Evan Selinger and Kyle Whyte
Sociology Compass, Vol. 5, No. 10, pp. 923-935
What exactly is a nudge, and how do nudges differ from alternative ways of modifying people's behavior, such as fines or penalties (e.g. taxing smokers) and increasing access to information (e.g. calorie counts on restaurant menus)? We open Section 2 by defining the concept of a nudge and move on to present some examples of nudges. Though there is certainly a clear concept of what a nudge is, there is some confusion when people design and talk about nudges in practice. In Sections 3 and 4, then, we discuss policies and technologies that get called nudges mistakenly as well as borderline cases where it is unclear whether people are being nudged.

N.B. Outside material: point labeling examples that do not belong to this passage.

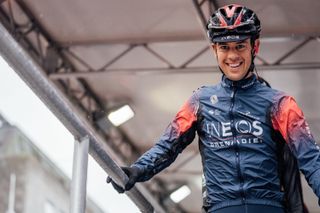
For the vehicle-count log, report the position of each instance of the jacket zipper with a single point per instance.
(233, 129)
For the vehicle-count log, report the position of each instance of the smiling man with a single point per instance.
(242, 125)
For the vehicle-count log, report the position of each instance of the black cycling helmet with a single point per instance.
(233, 23)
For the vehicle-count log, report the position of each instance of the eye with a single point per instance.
(223, 47)
(241, 47)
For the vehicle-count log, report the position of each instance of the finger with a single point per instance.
(109, 179)
(118, 188)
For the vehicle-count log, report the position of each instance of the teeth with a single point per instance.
(234, 65)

Understanding mistaken nudges and borderline cases allows citizens to consider critically whether they should support “alleged” nudge policies proposed by governments, corporations, and non-profit organizations. There are also important concerns about the ethics of nudging people's behavior. In Section 5 we review some major ethical and political issues surrounding nudges, covering both public anxieties and more formal scholarly criticisms. If nudges are to be justified as an acceptable form of behavior modification in democratic societies, nudge advocates must have reasons that allay anxieties and ethical concerns. However, in Section 6, we argue that nudge advocates must confront a particularly challenging problem. A strong justification of nudging, especially for pluralistic democracies, must show that nudge designers really understand how different people re-interpret the meaning of situations after a nudge has been introduced into the situations. We call this the problem of “semantic variance.” This problem, along with the ethical issues we discussed, makes us question whether nudges are truly viable mechanisms for improving people's lives and societies. Perhaps excitement over their potential of nudges is exaggerated.